Die Bundesregierung wies in einer Stellungnahme zu dem Bericht den Vorwurf eines „institutionellen Rassismus“ zurück. Muiznieks hingegen forderte die deutschen Behörden auf, ihren Kampf gegen Rassismus und Ausländerfeindlichkeit zu verstärken. Bisher beschränke sich dieser vor allem auf die Aktivitäten extremistischer, insbesondere rechtsextremer Gruppen. Rassistisch motivierte Straftaten würden aber häufig von Menschen verübt, die nichts mit extremistischen Gruppen zu tun hätten. Dieser Realität müssten die Behörden Rechnung tragen.
Unter anderem verlangte Muiznieks eine bessere Schulung „aller Akteure“ der Strafverfolgungsbehörden, einschließlich der Richter, zum Umgang mit rassistischen Straftaten. Auch die Erfassung solcher Delikte müsse verbessert werden. Vertreter von Behörden und Politiker müssten „alle Arten von Hassrede und Hassverbrechen nachdrücklich und eindeutig verurteilen“, heißt es in dem Bericht weiter. Sie müssten sich zudem „aller Rhetorik enthalten“, die bestimmte Gruppen der Bevölkerung stigmatisiere.

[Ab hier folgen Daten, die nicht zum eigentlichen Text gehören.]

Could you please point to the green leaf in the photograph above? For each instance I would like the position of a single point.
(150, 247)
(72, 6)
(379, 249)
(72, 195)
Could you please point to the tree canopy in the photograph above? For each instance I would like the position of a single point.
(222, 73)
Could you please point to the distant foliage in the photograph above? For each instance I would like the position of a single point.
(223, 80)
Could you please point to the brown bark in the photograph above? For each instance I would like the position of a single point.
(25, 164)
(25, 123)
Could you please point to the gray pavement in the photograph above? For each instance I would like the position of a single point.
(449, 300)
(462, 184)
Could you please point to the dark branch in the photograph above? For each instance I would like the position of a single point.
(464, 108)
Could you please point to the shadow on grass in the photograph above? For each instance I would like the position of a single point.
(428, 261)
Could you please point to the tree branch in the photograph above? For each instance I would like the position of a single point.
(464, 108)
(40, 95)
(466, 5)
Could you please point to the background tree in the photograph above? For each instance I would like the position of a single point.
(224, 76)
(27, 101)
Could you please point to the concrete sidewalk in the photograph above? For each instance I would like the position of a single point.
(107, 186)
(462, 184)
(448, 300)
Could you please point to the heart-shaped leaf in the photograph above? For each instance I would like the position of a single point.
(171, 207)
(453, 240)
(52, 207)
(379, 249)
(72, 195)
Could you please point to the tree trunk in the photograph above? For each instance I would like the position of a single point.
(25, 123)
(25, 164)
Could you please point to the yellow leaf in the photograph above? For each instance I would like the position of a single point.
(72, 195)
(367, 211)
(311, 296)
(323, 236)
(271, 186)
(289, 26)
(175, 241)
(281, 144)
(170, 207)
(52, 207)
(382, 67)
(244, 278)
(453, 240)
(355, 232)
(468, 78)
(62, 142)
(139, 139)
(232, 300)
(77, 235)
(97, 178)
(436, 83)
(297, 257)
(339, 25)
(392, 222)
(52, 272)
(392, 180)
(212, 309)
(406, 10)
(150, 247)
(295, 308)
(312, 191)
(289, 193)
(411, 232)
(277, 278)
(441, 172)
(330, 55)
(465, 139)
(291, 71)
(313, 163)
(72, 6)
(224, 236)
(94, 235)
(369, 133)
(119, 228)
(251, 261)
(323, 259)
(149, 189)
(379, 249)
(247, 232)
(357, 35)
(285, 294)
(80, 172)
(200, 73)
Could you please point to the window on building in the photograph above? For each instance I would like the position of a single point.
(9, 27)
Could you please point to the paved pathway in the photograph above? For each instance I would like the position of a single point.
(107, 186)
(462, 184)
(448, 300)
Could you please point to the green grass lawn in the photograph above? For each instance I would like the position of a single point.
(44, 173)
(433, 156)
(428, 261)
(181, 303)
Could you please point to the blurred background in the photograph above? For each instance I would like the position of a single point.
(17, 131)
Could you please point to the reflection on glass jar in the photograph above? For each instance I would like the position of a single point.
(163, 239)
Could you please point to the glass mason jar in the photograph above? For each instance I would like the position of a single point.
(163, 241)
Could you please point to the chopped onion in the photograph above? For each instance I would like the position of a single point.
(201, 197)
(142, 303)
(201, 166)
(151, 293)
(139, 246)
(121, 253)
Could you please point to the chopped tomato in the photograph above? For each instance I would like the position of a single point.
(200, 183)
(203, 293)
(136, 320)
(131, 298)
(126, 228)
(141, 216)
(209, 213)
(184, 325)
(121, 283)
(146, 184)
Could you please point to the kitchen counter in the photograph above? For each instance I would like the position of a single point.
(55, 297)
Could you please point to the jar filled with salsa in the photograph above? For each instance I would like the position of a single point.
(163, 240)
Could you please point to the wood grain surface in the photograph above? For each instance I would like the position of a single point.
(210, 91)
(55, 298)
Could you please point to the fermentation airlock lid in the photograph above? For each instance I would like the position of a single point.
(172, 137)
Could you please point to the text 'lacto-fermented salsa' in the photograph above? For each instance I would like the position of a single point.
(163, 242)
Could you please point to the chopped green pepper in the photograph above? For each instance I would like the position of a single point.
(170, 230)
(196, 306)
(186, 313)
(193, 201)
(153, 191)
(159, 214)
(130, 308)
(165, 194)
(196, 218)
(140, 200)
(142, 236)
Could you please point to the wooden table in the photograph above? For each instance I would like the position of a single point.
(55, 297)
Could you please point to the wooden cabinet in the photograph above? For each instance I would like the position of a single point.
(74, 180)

Nach der NSU-Affäre um rassistisch motivierte Morde müsse überdies untersucht werden, inwieweit es bei deutschen Strafverfolgungsbehörden eine „strukturelle Voreingenommenheit gegen Ausländer“ gebe, heißt es in dem Bericht weiter. Angaben zu „rassistischem oder rassistisch diskriminierendem Verhalten“ von Strafverfolgungsbeamten müssten „sorgfältig untersucht“ werden.
Die deutschen Ermittler und das Bundesamt für Verfassungsschutz waren wegen der NSU-Affäre in die Kritik geraten. Die Neonazi-Zelle hatte jahrelang unerkannt Morde und Sprengstoffanschläge gegen Menschen ausländischer Abstammung verüben können, bis sie 2011 aufgeflogen war. Kritiker werfen den Behörden vor, die rassistische Motivation dieser Verbrechen lange ignoriert zu haben.
Mindeststandards gefordert
In der Reaktion der Bundesregierung auf den Bericht heißt es, die Themen Menschenrechte, Verhütung von Rassismus und Rassendiskriminierung seien in Deutschland Teil der Polizeiausbildung und gehörten auch zum Programm der Fortbildung von Richtern.
Muiznieks hatte sich mit einer Delegation im April und Mai vor Ort über die Lage in Deutschland informiert. Die Europarats-Experten sprachen mit Regierungsmitgliedern, Abgeordneten sowie mit Vertretern von Behörden und Nichtregierungsorganisationen. Außerdem besuchten sie Aufnahmezentren in Karlsruhe, Berlin und Potsdam.
Die aktuelle Flüchtlingskrise und ihre Auswirkungen auf Deutschland werden in dem Bericht nicht berücksichtigt. Muiznieks äußert sich aufgrund seiner Erkenntnisse vom Frühjahr anerkennend zu den Anstrengungen der Bundesregierung bei der Aufnahme von Flüchtlingen. Im vergangenen Jahr hätten mehr als 202.000 Flüchtlinge in Deutschland Asyl beantragt. Damit sei Deutschland weltweit das Land mit der höchsten Zahl von Asylanträgen gewesen.
Es gebe aber „wichtige Herausforderungen“, vor allem hinsichtlich der Aufnahmebedingungen und der Dauer der Asylverfahren. Der Menschenrechtskommissar forderte Deutschland auf, bundesweit verbindliche Mindeststandards für das Betreiben von Aufnahmezentren festzusetzen.